Other than the above. we shall not retain any Personal Data longer than necessary for the Processing and refrain from Processing any Personal Data for our own or for any third party’s purposes.
- We shall not disclose Personal Data to any third parties other than employees, directors, agents, subcontractors, suppliers or advisors on a strict “need-to-know” basis and only under the same (or more extensive) conditions as set out in these terms and conditions or to the extent required by applicable legislation and/or regulations.
- We shall implement and maintain technical and organisational security measures as are required to protect Personal Data Processed by us on behalf of you. Further information about our approach to data protection are specified in our Data Protection Policy, which can be found on the Website. For any enquiries or complaints regarding data privacy, you can contact our Data Protection Officer at the following e-mail address: email@example.com.
Circumstances beyond the control of either party
- Neither party shall be liable for any failure or delay in performing their obligations where such failure or delay results from any cause that is beyond the reasonable control of that party. Such causes include, but are not limited to: power failure, internet service provider failure, industrial action, civil unrest, fire, flood, storms, earthquakes, acts of terrorism, acts of war, governmental action or any other event that is beyond the control of the party in question.
- No waiver by us of any breach of these Terms and Conditions by you shall be considered as a waiver of any subsequent breach of the same or any other provision.

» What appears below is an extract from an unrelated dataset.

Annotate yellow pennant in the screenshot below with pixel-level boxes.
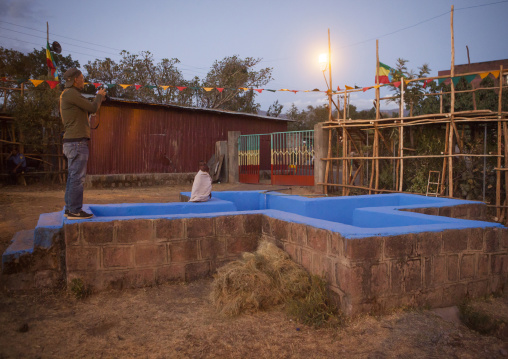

- If one or more of these Terms and Conditions is found to be unlawful, invalid or otherwise unenforceable, that / those provisions shall be deemed severed from the remainder of these Terms and Conditions (which will remain valid and enforceable).
Law and jurisdiction
- This Agreement shall be governed by and interpreted according to the law of England and Wales and all disputes arising under the Agreement (including non-contractual disputes or claims) shall be subject to the exclusive jurisdiction of the English and Welsh courts.